October 11, 2013 at 12:33 pm #1724Anonymous
I’m trying to define symmetry with Rosetta de novo symmetry definition script:
I would like to get a symmetry where two helix chains are antiparallel, how can I do it? I know how to get two parallel chains symmetry.
Also, I would like to get trimer symmetry where two chains are parallel and one is antiparallel. How can I make it?
October 11, 2013 at 3:29 pm #9396Anonymous
For two anti-parallel helices, the symmetry is also C2, just like the two parallel helices case. The only difference is where the axis of symmetry is pointing. For the parallel case, the axis of symmetry is aligned along the helices. For the anti-parallel case, the axis is perpendicular to the helices.
I’m not sure if there’s a good way in the symmetry code itself to enforce the parallel versus anti-parallel arrangement. My guess is that what you’d get is dependent on the exact protocol you’re using and what the energy function thinks of the two cases. You may be able to apply constraints (e.g. distance constraints between the ends of the two helices) to favor one over the other.

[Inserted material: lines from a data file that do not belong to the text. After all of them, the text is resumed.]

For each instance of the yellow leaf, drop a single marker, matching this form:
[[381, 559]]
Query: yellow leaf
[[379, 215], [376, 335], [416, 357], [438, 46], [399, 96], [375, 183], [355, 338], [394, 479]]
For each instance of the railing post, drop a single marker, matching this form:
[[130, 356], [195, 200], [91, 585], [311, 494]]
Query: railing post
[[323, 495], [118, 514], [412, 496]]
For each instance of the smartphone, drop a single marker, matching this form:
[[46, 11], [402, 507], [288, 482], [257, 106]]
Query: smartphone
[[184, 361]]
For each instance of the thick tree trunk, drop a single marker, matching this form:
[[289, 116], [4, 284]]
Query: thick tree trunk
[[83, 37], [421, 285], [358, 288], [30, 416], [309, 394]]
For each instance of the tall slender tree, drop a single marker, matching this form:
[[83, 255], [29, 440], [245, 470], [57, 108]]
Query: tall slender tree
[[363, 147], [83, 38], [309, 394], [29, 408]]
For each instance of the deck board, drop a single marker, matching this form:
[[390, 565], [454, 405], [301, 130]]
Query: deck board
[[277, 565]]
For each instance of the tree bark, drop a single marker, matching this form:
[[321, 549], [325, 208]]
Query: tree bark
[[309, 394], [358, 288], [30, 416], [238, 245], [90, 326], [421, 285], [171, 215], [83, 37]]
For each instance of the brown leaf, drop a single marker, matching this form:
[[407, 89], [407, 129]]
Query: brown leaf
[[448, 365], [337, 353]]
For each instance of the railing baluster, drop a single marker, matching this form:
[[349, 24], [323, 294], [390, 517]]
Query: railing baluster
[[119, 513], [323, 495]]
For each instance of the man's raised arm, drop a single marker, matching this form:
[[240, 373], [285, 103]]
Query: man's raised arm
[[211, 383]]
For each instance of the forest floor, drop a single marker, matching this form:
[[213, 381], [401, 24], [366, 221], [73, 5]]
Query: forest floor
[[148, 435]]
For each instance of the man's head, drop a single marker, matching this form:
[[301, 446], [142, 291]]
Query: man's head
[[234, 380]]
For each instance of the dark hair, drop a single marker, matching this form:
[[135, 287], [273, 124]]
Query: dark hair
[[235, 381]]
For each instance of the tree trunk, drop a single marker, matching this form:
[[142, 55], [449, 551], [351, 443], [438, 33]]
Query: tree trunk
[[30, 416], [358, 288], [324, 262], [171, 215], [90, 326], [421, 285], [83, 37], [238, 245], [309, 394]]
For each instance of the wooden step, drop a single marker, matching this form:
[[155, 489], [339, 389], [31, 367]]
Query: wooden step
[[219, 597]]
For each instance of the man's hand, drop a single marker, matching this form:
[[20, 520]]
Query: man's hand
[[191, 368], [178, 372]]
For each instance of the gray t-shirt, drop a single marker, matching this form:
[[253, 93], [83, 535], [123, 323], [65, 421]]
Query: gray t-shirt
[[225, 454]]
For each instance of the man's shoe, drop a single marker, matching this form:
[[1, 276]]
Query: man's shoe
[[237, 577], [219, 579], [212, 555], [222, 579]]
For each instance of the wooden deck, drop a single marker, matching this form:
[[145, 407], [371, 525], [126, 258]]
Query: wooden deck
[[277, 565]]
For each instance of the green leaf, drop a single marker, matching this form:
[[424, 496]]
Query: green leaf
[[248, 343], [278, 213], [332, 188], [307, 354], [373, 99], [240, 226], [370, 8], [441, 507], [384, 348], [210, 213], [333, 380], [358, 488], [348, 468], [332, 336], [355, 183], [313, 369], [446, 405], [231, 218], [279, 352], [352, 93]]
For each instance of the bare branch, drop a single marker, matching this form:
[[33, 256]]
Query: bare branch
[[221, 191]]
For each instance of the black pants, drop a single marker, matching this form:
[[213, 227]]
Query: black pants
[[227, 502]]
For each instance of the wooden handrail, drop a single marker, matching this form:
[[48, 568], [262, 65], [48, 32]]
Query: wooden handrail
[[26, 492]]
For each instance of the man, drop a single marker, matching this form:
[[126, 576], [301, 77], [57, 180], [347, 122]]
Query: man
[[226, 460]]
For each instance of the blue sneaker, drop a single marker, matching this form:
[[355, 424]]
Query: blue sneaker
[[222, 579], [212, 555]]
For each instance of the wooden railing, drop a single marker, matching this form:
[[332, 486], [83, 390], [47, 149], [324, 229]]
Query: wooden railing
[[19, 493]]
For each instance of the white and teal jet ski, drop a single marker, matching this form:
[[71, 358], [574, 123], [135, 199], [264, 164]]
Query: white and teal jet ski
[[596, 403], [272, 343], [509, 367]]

Regarding the trimer, if you have a three helix bundle with two parallel and one anti-parallel, then that’s not really “symmetric”. There’s no line you can draw through that conformation which gives a rotation less than 360 degrees resulting in an identical conformation – it’s just not geometrically feasible. That said, I think the Rosetta symmetry mechanism may be flexible enough to allow it. None of the automated tools are likely to generate such a symmetry definition file for you, but you may be able to hand edit one. Generate a number of different symmetry files of differing complexities and try to get an understanding of what each of the parts mean. You may be able to adjust one of the parameters for the third member of the trimer such that it flips it end over end.
Worst case scenario, you have to model it without symmetry. That may actually be the better course of action, anyway. Using the symmetry machinery implies things about sidechain positions and backbone conformations which might not actually be the case for this trimer.
October 14, 2013 at 4:25 pm #9416Anonymous
Thank you for your reply.
Trimer case is indeed much more difficult so I would like to focus on anti-parallel dimer for now.
I generated parallel C2 symmetry file using previously mentioned script and I was trying to understand what is happening inside this file using Rosetta symmetry guide: https://www.rosettacommons.org/manuals/archive/rosetta3.5_user_guide/d1/dd2/symmetry.html
For C2 the file looks like that (automatic generation by de novo script, -symm_type cn -nsub 2):
E = 2*VRT0001 + 1*(VRT0001:VRT0002)
start -1,0,0 0,1,0 0,0,0
rot Rz 2
connect_virtual JUMP1 VRT0001 VRT0002
set_dof BASEJUMP x(50) angle_x(0:360) angle_y(0:360) angle_z(0:360)
As I understand ‘rot Rz 2’ command is locating chains parallel to each other.
Now, what should be done is locate them parallel and then flip one of the chains.
I think that inserting following command istead of ‘rot Rz 2’ could do it:
rot Rz_angle 180.0
rot Rx_angle 180.0
rot Rz_angle 180.0
What do you think about this approach?